The gold exposure in the composites through NEM and IAG is directly relevant to the Hormuz escalation thesis. When geopolitical risk is the dominant variable, gold historically responds. That is not a speculative position; it is a structural allocation that happens to be well-positioned for the environment.
First Solar’s position strengthens further if oil remains elevated. A persistent crude spike is a powerful tailwind for solar adoption policy, and that feeds directly into order books and revenue visibility for the next 12 to 24 months.

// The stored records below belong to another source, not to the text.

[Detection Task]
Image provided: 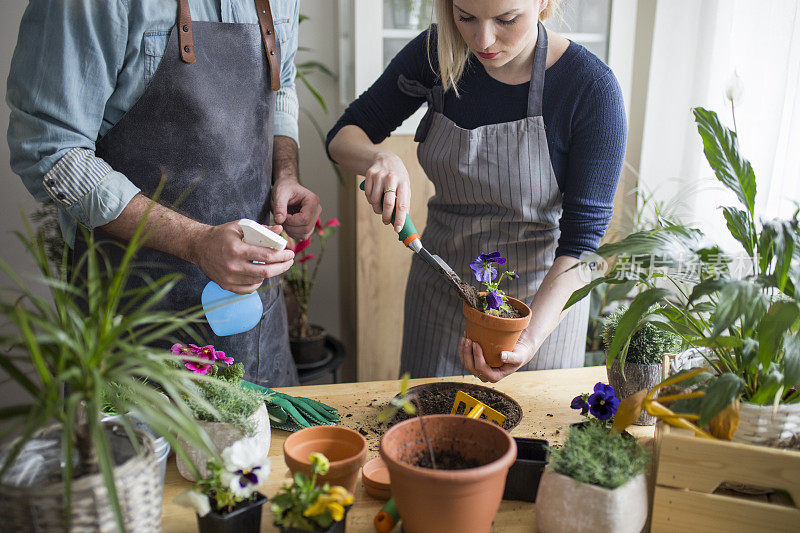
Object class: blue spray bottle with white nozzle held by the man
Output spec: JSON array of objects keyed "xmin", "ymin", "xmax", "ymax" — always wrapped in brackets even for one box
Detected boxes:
[{"xmin": 200, "ymin": 219, "xmax": 286, "ymax": 337}]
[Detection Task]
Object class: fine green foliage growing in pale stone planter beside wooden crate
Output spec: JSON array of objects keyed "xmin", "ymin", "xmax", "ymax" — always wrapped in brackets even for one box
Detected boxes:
[{"xmin": 550, "ymin": 423, "xmax": 650, "ymax": 489}]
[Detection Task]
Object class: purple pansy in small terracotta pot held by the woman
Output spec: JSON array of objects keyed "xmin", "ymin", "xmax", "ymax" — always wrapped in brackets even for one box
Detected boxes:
[{"xmin": 461, "ymin": 252, "xmax": 531, "ymax": 368}]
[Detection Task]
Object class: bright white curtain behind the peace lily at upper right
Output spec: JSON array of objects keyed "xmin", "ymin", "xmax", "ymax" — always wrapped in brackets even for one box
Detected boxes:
[{"xmin": 638, "ymin": 0, "xmax": 800, "ymax": 251}]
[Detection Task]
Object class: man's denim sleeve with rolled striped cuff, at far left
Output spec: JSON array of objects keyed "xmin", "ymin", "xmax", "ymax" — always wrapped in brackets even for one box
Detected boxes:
[{"xmin": 6, "ymin": 0, "xmax": 139, "ymax": 245}]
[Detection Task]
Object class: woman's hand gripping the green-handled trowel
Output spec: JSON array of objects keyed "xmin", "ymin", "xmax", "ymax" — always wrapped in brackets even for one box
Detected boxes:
[{"xmin": 364, "ymin": 151, "xmax": 411, "ymax": 233}]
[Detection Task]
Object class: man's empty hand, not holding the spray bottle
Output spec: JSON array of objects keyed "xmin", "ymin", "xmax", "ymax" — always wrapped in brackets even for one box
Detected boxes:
[{"xmin": 272, "ymin": 177, "xmax": 322, "ymax": 241}]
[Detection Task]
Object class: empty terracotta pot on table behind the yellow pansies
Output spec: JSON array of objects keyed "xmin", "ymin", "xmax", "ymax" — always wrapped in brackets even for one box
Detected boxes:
[{"xmin": 283, "ymin": 426, "xmax": 367, "ymax": 493}]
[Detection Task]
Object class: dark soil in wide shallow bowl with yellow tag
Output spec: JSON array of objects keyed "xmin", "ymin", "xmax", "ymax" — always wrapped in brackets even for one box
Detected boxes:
[{"xmin": 389, "ymin": 381, "xmax": 522, "ymax": 430}]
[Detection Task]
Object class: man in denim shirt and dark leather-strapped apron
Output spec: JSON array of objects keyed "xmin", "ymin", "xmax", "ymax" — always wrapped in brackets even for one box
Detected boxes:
[{"xmin": 7, "ymin": 0, "xmax": 320, "ymax": 387}]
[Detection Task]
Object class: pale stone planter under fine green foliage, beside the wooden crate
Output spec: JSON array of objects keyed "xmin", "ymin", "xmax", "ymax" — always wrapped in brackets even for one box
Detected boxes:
[{"xmin": 536, "ymin": 469, "xmax": 647, "ymax": 533}]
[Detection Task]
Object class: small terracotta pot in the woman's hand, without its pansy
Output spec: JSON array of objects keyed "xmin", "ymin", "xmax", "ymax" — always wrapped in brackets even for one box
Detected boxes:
[{"xmin": 461, "ymin": 293, "xmax": 531, "ymax": 368}]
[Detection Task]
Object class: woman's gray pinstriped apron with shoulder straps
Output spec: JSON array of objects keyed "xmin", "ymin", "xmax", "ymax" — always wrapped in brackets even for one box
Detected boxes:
[{"xmin": 399, "ymin": 23, "xmax": 589, "ymax": 377}]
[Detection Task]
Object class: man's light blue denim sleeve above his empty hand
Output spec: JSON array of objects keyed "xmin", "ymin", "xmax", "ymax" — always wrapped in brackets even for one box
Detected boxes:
[{"xmin": 274, "ymin": 1, "xmax": 300, "ymax": 146}]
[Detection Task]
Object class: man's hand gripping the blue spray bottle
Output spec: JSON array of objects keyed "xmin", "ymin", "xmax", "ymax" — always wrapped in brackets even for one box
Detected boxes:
[{"xmin": 190, "ymin": 221, "xmax": 294, "ymax": 294}]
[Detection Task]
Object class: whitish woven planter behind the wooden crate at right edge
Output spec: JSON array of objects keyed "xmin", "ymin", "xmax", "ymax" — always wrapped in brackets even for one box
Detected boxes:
[{"xmin": 733, "ymin": 402, "xmax": 800, "ymax": 444}]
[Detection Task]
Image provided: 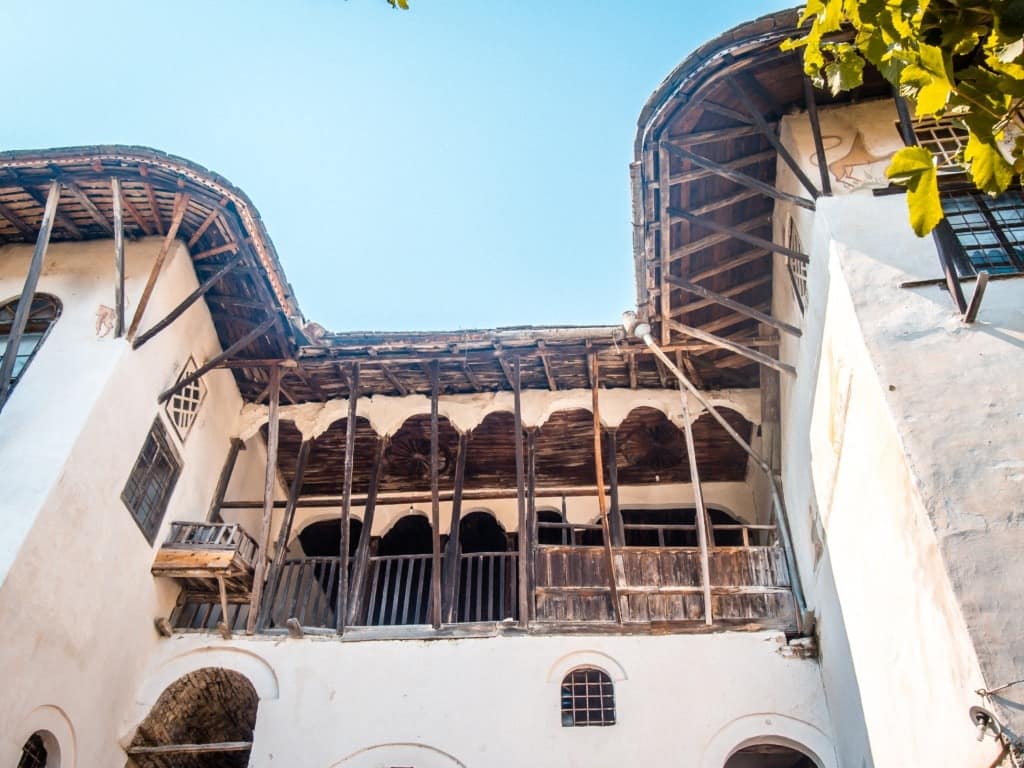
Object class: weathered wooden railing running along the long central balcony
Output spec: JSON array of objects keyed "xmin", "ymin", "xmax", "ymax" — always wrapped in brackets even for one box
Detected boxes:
[{"xmin": 163, "ymin": 523, "xmax": 797, "ymax": 632}]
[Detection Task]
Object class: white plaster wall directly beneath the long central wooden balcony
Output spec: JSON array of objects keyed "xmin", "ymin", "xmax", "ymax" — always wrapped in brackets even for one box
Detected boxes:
[{"xmin": 130, "ymin": 632, "xmax": 836, "ymax": 768}]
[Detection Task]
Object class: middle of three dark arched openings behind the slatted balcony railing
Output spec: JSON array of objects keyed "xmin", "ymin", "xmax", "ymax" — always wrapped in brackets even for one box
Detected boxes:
[{"xmin": 367, "ymin": 513, "xmax": 433, "ymax": 626}]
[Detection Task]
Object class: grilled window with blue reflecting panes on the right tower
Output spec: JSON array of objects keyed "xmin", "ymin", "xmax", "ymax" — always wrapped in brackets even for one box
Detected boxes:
[{"xmin": 942, "ymin": 189, "xmax": 1024, "ymax": 275}]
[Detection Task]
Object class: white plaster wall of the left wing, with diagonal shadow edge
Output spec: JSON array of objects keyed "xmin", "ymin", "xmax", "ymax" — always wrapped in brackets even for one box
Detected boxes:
[{"xmin": 0, "ymin": 240, "xmax": 272, "ymax": 768}]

The defensive healthcare exposure through JNJ provides the stability layer. Whatever happens in geopolitics, people need healthcare. JNJ’s earnings power does not depend on Hormuz being open or closed.
The Bottom Line
A week that contained Iran euphoria, a 670-point reversal, a hawkish FOMC, a 10% VIX jump, and a Hormuz re-escalation is about as difficult a test as a analysis can face in a single five-day window. The YTD numbers and Sharpe ratios were built through conditions like this, not in spite of them.
The ethical filter removes highly leveraged, speculative names that get crushed in volatility. What remains is quality companies with real earnings that hold up when the market swings. That is not a coincidence. It is the thesis. The data proves it.
This content is produced by the Titan Ethical Research Desk for informational and educational purposes only. It does not constitute financial advice, a solicitation, or a recommendation to buy or sell any security. All analysis performance figures represent analytical outputs. Past performance is not a reliable indicator of future results. All investments carry risk, including the possible loss of principal. Ethical screening criteria are applied as part of the analysis construction methodology. Please consult your own financial adviser before making any investment decisions. All returns cited are YTD as of 19 June 2026 (last trading day before Juneteenth closure).